The town of New Amsterdam first developed as a settlement beside Fort Nassau, former seat government of the Dutch colony of Berbice, some 55 miles up the Berbice River. This small Fort consisted of private homes, warehouses, shops, a repair dock, two smithies, a brick church, a Court of Policy building and an inn.
Around 1784, the Dutch relocated the settlement of New Amsterdam to the confluence of the Berbice and Canje Rivers. The name New Amsterdam was chosen because most of the colonists originated from the province of Amsterdam in Holland. Sometime between 1785-1790, New Amsterdam was established as the seat of Government for Berbice. At that time the town was little more than a forest settlement, with a few houses and no established roads or drains.
By the resolution of an Ordinance dated January 11, 1791, plots of land were awarded to settlers along the river front. Ordinances in October 1825 and September 1838, resulted in the establishment of a ‘Board of Policy’ to be responsible for the affairs of the Town. In 1844, a Board of Superintendence was established for this purpose. The town developed under the Board’s guidance; this body lasted until September 1, 1891, when legislation was enacted to incorporate the town into a Municipality.

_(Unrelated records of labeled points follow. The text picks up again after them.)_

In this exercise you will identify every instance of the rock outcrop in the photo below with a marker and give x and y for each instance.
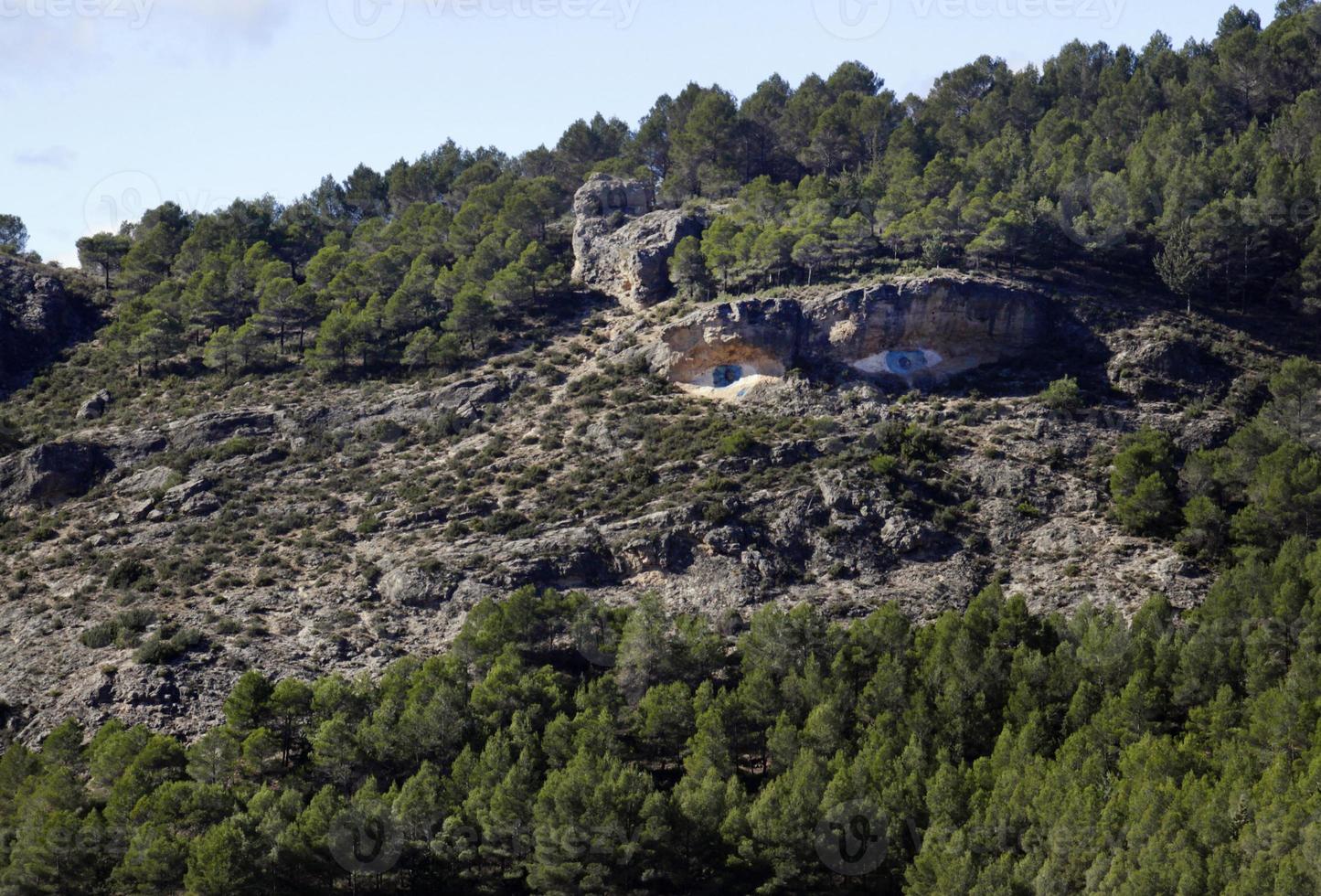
(913, 333)
(623, 248)
(38, 316)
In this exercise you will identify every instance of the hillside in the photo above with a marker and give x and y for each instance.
(638, 514)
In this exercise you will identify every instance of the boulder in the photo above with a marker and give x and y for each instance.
(150, 481)
(414, 587)
(94, 407)
(621, 248)
(50, 474)
(221, 426)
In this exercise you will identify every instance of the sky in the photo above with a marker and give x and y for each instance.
(109, 107)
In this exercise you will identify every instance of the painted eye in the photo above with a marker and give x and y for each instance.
(727, 376)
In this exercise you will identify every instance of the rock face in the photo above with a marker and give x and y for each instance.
(914, 333)
(1167, 368)
(50, 474)
(38, 316)
(94, 407)
(621, 248)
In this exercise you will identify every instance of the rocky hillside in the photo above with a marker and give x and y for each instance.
(40, 315)
(302, 525)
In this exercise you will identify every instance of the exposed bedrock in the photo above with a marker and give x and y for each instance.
(913, 332)
(623, 248)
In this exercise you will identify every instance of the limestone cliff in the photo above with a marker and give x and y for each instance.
(621, 246)
(38, 316)
(911, 332)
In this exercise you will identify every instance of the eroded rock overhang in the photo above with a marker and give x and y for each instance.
(916, 333)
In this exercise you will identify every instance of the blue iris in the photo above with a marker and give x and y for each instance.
(727, 376)
(905, 362)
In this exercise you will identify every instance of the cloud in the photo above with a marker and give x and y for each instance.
(48, 157)
(41, 40)
(246, 20)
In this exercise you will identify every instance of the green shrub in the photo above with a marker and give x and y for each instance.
(736, 444)
(1142, 484)
(130, 574)
(884, 465)
(159, 649)
(101, 635)
(1062, 395)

Today, New Amsterdam is a developed town with a number of business places, schools, churches, government offices, restaurants, hotels and other amenities. New Amsterdam takes up approximately 13.7 square kilometers and has a population of about 35,000 inhabitants. The town is bordered to the north by the Canje River; south by Doe Park; west by the Berbice River and east by Caracas (Angoy’s Avenue).